Some of these assets have provided one-year results that are scary, especially to those more conservative investors entering retirement years. This is where diversification and portfolio management expertise become invaluable to the process. Combining these higher income-producing assets into a portfolio mix that can generate a consistent income stream and a more consistent return pattern is the key to helping income investors meet their financial goals. If you’re not thinking about this today … you should. Your clients approaching or in retirement are likely to be focused on preservation of wealth while sustaining and generating income.
What’s the solution?
As an advisor, how do you best approach this challenge of managing income portfolios? Many of these asset classes (global infrastructure, emerging markets debt, etc.) are not typical exposures found in a lot of investor portfolios, especially more conservative ones seeking income. The risks and performance patterns of these asset segments are unique and it may take time for you to come up to speed. It takes a while to better understand the characteristics and best ways to implement such strategies. For example, how much of the portfolio? How big an allocation? What correlations are there with other asset classes? And, active or passive? Advisors have a couple of options: rapidly ramp up that learning curve, on top of all other client activities, or look to partner with an outsourced investment provider.
Consider partnering with a provider that can provide model strategies designed to generate income. These models can make it more practical to implement an income outcome-oriented approach across the client base:
- Models can free up advisors' time for additional consulting on financial needs.
- Models are engineered toward designated investment outcomes and avoid artificial performance chasing.
- Models are insightfully diversified, creating a more consistent return pattern that keeps investors from making bad moves during volatile times.
- Models are designed to manage the downside risk, which we believe leads to better investment outcomes.
As our colleague Mike Smith has noted: “Model strategies grant advisors the advantage of providing professionally managed investment solutions while refocusing the time and resources necessary to nurture and grow client relationships—the lifeblood of any practice.”

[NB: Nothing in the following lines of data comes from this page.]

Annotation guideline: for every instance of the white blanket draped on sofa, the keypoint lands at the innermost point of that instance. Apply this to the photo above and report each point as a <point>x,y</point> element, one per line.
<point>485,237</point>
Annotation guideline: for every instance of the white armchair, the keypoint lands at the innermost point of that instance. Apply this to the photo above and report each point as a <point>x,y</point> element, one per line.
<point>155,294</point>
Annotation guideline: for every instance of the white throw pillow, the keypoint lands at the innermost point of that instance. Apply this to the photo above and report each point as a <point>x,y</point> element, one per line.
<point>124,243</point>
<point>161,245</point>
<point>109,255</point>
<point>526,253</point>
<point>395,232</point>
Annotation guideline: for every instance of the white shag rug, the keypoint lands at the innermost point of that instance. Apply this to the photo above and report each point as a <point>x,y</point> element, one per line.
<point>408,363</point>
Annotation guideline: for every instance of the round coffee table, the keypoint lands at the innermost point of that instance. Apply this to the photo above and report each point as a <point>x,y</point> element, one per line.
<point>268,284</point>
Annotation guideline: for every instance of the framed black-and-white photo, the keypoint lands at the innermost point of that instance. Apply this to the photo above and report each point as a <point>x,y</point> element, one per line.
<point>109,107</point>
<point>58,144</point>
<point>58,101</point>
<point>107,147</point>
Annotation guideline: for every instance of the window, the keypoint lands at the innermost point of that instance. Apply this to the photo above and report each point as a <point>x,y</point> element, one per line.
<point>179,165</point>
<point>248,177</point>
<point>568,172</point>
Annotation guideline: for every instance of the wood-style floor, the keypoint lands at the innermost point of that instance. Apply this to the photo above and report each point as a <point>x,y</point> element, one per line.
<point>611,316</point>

Studies have shown that advisors who outsource investment management to an asset manager like Russell Investments can save 7.7 hours a week on research and stock picking (among other tasks).2 That gives them an extra day every week to better engage with clients, uncover hidden assets, retain assets with existing clients or close new business—not to mention the time available to invest back in a better work-life balance or their families.
The bottom line
In today’s low interest-rate environment, it’s challenging to create a portfolio that meets investors’ income needs. Advisors can help achieve this through adopting a models-based approach targeting current and future income needs—specifically, a model strategy that provides exposure to a diverse combination of income-producing and growth assets that can navigate the challenges confronting investors looking for long-term income production. For advisors with clients that would benefit from such portfolios, Russell Investments has solutions to aid in that transition.
1 Hypothetical portfolio represented by 60% Bloomberg U.S. Aggregate Bond Index, 40% S&P 500® Index.